RIFKIN ACQUISITION PARTNERS, L.L.L.P.
NOTES TO CONSOLIDATED FINANCIAL STATEMENTS
1. GENERAL INFORMATION
Rifkin Acquisition Partners, L.P. ("RAP L.P.") was formed on December 16,
1988, pursuant to the laws of the State of Colorado, for the purpose of
acquiring and operating cable television (CATV) systems. On September 1, 1995,
RAP L.P. registered as a limited liability limited partnership, Rifkin
Acquisition Partners, L.L.L.P. (the "Partnership"), pursuant to the laws of the
State of Colorado. Rifkin Acquisition Management, L.P., was the general partner
of RAP L.P. and is the general partner of the Partnership ("General Partner").
The Partnership and its subsidiaries are hereinafter referred to on a
consolidated basis as the "Company."
The Partnership operates under a limited liability limited partnership
agreement (the "Partnership Agreement") which establishes contribution
requirements, enumerates the rights and responsibilities of the partners and
advisory committee, provides for allocations of income, losses and
distributions, and defines certain items relating thereto.
These statements have been completed in conformity with the SEC
requirements for unaudited consolidated financial statements for the Company and
does not contain all of the necessary footnote disclosures required for a fair
presentation of the balance sheets, statements of operations, of partners'
capital(deficit), and of cash flows in conformity with generally accepted
accounting principles. However, in the opinion of management, this data includes
all adjustments, consisting of normal recurring accruals necessary to present
fairly the consolidated financial position at June 30, 1999, December 31, 1998
and June 30, 1998, and its consolidated results of operations and cash flows for
the six months ended June 30, 1999 and 1998. The consolidated financial
statements should be read in conjunction with the Company's annual consolidated
financial statements and notes thereto included on Form 10-K, No. 333-3084, for
the year ended December 31, 1998.
2. SUBSEQUENT EVENT
On February 12, 1999, the Company signed a letter of intent for the
partners to sell their partnership interests to Charter Communications, Inc.

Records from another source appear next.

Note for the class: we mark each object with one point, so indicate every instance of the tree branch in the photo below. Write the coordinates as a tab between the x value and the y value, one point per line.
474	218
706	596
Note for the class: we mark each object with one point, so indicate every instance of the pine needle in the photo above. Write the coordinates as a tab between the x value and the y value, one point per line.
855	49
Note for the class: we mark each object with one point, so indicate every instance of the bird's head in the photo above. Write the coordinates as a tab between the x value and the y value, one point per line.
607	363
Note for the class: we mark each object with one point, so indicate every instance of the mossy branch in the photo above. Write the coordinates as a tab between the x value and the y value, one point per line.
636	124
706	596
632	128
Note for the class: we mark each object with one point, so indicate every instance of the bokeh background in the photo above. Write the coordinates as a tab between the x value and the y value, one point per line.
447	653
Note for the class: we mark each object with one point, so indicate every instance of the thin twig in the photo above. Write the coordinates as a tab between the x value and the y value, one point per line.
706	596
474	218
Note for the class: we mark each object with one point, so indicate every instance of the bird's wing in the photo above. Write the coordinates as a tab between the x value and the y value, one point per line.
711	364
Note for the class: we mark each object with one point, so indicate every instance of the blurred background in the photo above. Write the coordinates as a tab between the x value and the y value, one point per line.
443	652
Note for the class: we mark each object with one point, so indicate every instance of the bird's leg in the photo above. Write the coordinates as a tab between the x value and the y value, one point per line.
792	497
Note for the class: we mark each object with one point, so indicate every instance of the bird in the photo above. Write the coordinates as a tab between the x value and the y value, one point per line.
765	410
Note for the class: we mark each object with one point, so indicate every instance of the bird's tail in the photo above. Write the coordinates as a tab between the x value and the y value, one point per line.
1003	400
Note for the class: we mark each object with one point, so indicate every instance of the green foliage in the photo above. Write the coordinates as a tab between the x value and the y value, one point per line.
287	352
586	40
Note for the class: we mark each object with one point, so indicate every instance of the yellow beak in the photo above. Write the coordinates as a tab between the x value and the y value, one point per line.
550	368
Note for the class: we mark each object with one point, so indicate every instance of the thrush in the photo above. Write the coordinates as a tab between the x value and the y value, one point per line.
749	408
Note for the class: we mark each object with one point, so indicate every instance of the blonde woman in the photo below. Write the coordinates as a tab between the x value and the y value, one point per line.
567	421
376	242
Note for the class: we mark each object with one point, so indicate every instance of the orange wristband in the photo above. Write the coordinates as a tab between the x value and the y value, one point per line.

("Charter"). On April 26, 1999, the Company signed a definitive Purchase and
Sale Agreement with Charter for the sale of the individual partners' interest.
The Company and Charter are expected to complete the sale during the third
quarter of 1999.
3. ADOPTION OF NEW ACCOUNTING PRONOUNCEMENT
Effective January 1, 1999, the Company adopted the Accounting Standards
Executive Committee's Statement of Position (SOP)98-5 "Reporting on the Costs of
Start-Up Activities," which requires the Company to expense all start-up costs
related to organizing a new business. During the first quarter of 1999, the
Company wrote off the organization costs capitalized in prior years along with
the accumulated amortization, resulting in the recognition of a cumulative
effect of accounting change loss of $111,607.
4. RECLASSIFICATION OF FINANCIAL STATEMENT PRESENTATION
Certain reclassifications have been made to the 1998 Consolidated Statement
of Operations to conform with the Audited Consolidated Statement of Operations
for the year ended December 31, 1998.